Currently, according to Mesothelioma.com, more than 60 countries have completely banned the use of the mineral.
“EPA’s two-year schedule could result in immediate difficulties, including multiple chlorine shortages, supply chain disruptions, impediments to drinking water disinfection processes, dramatic price increases, and far-reaching impacts on economic development opportunities,” the ACC said in a statement. “Industry sectors such as public utilities, construction, development, manufacturing, unions and community centers would be impacted when the two-year phase-out of chrysotile asbestos goes into effect.”
The EPA disagrees.
“While chlorine is a commonly used disinfectant in water treatment, there are only 10 chlor-alkali plants in the United States that still use asbestos diaphragms to produce chlorine and sodium hydroxide,” adds the EPA press release. “One plant is expected to close this year. The nine remaining chlor-alkali plants using asbestos diaphragms are between 40 and 123 years old, and none have increased the use of asbestos diaphragms in about 17 years. The use of asbestos diaphragms is declining and these remaining plants account for only about a third of the country’s chlor-alkali production. There are alternatives to asbestos-containing diaphragms for chlor-alkali plants, and the use of alternatives, particularly membrane cells, accounts for nearly half of the country’s chlor-alkali production.”

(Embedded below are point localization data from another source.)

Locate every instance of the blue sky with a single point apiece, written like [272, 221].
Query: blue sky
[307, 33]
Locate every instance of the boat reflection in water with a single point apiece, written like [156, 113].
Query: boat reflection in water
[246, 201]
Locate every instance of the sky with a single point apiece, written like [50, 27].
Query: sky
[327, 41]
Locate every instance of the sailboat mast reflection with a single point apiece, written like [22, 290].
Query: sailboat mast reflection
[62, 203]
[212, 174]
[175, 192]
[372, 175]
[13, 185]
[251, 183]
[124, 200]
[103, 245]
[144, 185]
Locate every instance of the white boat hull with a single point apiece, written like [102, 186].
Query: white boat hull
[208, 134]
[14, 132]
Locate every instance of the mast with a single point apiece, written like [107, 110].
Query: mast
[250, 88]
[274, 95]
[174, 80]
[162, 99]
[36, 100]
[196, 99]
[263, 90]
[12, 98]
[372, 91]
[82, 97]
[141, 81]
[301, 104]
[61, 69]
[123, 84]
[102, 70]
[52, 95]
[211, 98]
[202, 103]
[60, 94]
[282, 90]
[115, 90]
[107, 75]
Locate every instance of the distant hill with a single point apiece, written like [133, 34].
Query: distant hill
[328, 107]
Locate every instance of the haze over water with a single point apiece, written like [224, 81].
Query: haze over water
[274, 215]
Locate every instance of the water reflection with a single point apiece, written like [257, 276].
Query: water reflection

The EPA has been prevented from advancing further asbestos regulations by chemical analyzes made under the Trump administration, the federal Circuit Court of Appeals wrongful ruling on asbestos testing, and budget and staffing constraints.
Michal Freedhoff, chief of the EPA’s chemical safety and pollution division, said the pace for chemical reviews will pick up later this year, according to The Washington Post.
“The ongoing fight over asbestos suggests it could be a grind for the EPA to comply with the law and enact all these new rules,” said Bob Sussman, attorney and former EPA assistant administrator during President Bill’s tenure Clinton, in the Washington Post. “The law was a compromise that will only work effectively if industry can accept some restrictions on commercially important chemicals,” he adds.
“The industry game plan has been to attack the EPA for exaggeration while working to ensure that the EPA achieves far less than the public and many in Congress expected,” continues Sussman, who now runs the Asbestos Disease Awareness Organization represents. “It’s a strategy designed to make a struggling agency even weaker and more paralyzed by arguing and contesting every decision.”